SDBR News : Le succès des chasseurs de mines belgo-néerlandais est-il porteur d’autres succès, tant en France qu’à l’international ?
Hervé Guillou : Le lot commun des industriels est souvent de réussir d’abord à l’extérieur avant d’être reconnus en France : c’est le cas d’iXblue ou d’ECA qui ont été des succès à l’international avant de devenir des aventures françaises. Je me suis beaucoup impliqué dans le dossier belgo-néerlandais pour réussir ce programme, car c’est le premier programme de transformation profonde de la doctrine de chasse aux mines : usage de drones, de surface et sous-marins, système complètement intégré permettant au navire d’opérer à distance. Ce programme constituera une référence à l’échelle mondiale, dans un marché de renouvellement avéré estimé à plus de dix milliards d’euros et je suis convaincu que c’est le début d’une longue série. La France n’a pas, à ma connaissance, renoncé à prendre une partie significative des réussites et des développements faits par Naval Group et ECA pour la Belgique et la Hollande.

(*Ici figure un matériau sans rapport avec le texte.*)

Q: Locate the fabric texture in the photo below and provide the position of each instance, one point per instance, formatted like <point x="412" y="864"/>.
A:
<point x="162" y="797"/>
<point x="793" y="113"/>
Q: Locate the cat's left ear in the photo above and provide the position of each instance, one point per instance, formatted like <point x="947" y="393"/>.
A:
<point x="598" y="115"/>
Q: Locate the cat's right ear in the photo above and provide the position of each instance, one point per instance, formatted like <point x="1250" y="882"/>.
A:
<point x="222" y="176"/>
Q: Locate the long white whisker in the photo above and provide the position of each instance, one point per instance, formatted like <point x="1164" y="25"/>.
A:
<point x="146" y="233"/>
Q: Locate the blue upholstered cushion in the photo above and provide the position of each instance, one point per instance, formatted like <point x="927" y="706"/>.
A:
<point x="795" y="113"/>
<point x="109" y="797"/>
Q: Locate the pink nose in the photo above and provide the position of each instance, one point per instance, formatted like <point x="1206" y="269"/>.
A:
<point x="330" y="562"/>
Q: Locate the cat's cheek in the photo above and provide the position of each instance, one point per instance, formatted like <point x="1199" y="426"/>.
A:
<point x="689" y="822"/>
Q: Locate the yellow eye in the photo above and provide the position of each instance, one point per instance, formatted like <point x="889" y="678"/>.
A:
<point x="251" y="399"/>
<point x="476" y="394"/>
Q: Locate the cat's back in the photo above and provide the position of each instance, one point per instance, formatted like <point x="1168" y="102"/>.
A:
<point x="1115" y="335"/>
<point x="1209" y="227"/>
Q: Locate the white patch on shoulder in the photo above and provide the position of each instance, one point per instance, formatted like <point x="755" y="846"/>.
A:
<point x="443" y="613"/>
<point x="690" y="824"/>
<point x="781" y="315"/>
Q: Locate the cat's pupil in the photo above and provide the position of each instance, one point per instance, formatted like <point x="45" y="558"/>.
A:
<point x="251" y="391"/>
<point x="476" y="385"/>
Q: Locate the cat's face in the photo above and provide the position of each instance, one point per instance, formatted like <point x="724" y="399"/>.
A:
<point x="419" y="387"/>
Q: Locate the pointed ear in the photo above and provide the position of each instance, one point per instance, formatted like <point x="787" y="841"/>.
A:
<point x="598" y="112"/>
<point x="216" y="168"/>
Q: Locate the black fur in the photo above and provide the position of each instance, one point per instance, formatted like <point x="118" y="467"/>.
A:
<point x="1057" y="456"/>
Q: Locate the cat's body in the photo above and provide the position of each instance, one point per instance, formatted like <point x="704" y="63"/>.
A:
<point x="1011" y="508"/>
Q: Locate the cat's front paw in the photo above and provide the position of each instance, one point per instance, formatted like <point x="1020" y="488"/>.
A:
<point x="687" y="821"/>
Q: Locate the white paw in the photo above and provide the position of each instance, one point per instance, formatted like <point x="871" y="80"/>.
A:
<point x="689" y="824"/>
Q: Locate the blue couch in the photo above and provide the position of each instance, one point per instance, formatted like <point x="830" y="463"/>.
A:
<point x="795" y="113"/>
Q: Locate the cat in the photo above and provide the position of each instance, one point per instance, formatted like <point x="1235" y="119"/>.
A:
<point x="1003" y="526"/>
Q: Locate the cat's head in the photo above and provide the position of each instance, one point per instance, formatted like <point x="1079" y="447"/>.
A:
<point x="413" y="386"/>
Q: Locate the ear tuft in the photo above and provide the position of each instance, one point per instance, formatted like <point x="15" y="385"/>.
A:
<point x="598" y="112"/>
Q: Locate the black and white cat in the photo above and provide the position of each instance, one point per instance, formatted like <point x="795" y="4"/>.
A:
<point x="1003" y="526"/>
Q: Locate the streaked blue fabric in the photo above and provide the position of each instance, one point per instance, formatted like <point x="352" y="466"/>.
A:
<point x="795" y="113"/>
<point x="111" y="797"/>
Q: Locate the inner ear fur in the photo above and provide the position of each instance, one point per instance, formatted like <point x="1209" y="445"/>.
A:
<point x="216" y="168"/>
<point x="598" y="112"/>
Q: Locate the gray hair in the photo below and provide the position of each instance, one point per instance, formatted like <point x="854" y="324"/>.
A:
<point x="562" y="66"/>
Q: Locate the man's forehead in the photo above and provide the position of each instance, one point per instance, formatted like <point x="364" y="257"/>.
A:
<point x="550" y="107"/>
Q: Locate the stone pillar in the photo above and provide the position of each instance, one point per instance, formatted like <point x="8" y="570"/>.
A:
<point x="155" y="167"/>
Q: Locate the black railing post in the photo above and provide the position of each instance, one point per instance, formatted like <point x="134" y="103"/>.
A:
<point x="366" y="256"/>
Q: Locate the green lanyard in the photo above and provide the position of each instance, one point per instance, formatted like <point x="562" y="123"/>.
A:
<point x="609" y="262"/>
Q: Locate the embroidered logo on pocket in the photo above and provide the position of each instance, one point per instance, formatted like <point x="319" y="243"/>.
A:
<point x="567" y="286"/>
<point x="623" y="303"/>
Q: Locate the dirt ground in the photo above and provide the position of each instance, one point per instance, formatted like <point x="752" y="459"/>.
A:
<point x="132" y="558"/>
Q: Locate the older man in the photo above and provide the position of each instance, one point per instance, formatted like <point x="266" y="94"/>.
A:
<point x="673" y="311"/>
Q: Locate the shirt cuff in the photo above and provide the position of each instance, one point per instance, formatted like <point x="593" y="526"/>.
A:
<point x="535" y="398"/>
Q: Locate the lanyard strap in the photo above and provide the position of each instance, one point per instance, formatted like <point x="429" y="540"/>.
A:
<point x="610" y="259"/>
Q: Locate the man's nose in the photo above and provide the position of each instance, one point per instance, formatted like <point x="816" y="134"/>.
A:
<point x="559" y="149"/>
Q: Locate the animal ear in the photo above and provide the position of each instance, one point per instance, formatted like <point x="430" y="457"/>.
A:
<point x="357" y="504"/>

SDBR News : Quelle est votre ambition pour le GICAN ?
Hervé Guillou : Aujourd’hui à la Présidence du GICAN, j’ai à cœur d’aider tous les industriels français du naval à déployer leurs efforts de compétitivité et d’excellence pour gagner des contrats en France et à l’Export, car ils sont la marque de l’excellence française dans le monde. L’ambition du GICAN est d’aider ses adhérents à se développer. Pour cela, dans le cadre de la filière des industriels de la mer, nous avons défini 4 grands axes d’action :
la formation et le développement de l’attractivité de notre filière, notamment vers les ouvriers et les techniciens, notamment sur les métiers en tension.
Poursuivre, en pleine symbiose avec « Business France », le développement international de la filière où il y a encore beaucoup de terrain à gagner, face aux nouveaux venus que sont les Turcs, les Singapouriens, les Japonais, les Coréens, les Ukrainiens, etc.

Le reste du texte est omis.